Other returnees are desperate and shocked about the conditions that await them as refugees in the West. Like Alexandra from Kharkiv. Together with her parents, her four-year-old daughter and her friend Valeria, the 28-year-old made it to Nuremberg. “But then they put us in a prison,” she says. The reception center in Germany seemed like a prison cell to her. She scrolls through photos on her phone. “Containers, bunk beds, dirty mattresses and leaking Dixie toilets — and lattice fences all around. Next to it is a dormitory full of Syrian men. It was horrific.”

“At least your own house, your own street”

The German authorities soon promised her better accommodation, says Alexandra.

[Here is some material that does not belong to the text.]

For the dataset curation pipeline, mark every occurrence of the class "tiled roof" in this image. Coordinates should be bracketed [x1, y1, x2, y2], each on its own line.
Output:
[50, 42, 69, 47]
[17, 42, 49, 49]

But the young woman had had enough. She left her parents in Germany and is now on her way back to Kharkiv with her girlfriend and daughter. “You sit there, you hear the impact, it’s not nice,” she said. “But at least it’s your own house, your own street.”

Oleg Kowal also wants to go back. The 27-year-old from Kropywnyzkyj in the central Ukrainian region of Kirowohrad worked as a construction worker in Poland for six months. Now he’s standing at the border crossing with a large bottle of Fanta and a bag with a camouflage look. “Our people are being attacked, I can’t sit there like that.” He served in the Ukrainian army for five years. Now he wants to fight, too.

It’s not just Ukrainians who want to join the resistance against the Russian occupiers. A group of well-trained Finns with dark tattoos and army backpacks pass by, taciturn. Their leader only reveals his nickname: “They call me Oppe.” Luca from France and his buddy also want to cross the border. Why? “To help,” says the buddy vaguely. But Luca is concrete: “Pour combat — for the fight.”

8 thoughts on “Trying to Get Home to Ukraine

  1. True. When I was at the border after the invasion to help drive people back, there were also quite a few people waiting for the train TO Ukraine. Mostly young men. And, as it turned out, one of the Ukrainians I went there with, after getting home the next day, suddenly disappeared.

    Later, it turned out he secretly went back to Ukraine, back to his hometown, with no military training and no equipment… He couldnt sign up because of the shelling, and the soldiers in his area have no ammo anyway. Left behind in Poland his young child and wife who, naturally, is not pleased.

    • Ugh! One of the most frustrating things to hear – that the soldiers don’t even have enough ammo! Why?
      When our soldiers were there training some of them, why weren’t there plans to leave enough ammo?
      Makes no sense.

      • Guessing maybe it’s a few reasons?

        1) A lot of the ammo possibly blown up now, by Russian attacks.

        2) Not enough ammo bought earlier. (We’re talking about one of the poorest countries in Europe).

        3) Not enough supplies coming through now.

        And it’s point 3) we should be addressing rapidly, as best we can… The harder this conflict is for Putin, the less likely he’ll want to start another one, in another place.

          • G – that’s one thing, but the Russians are also destroying Ukrainian cities with their artillery.

            So even if Ukraine “wins”, there may not be much of it left. Hence it’s a race against time…

          • You would be amazed at how fast a city can be rebuilt, they have done it for centuries, people cannot be replaced that easily on the other hand.

  2. This report somehow made me understand that this world war is a downward spiral of madness. No way out, no way upwards, no way to stop it.

    • This is what happens when the dogs of war are let loose, there is no stopping it and it takes on a life of it’s own where noone knows where it ends.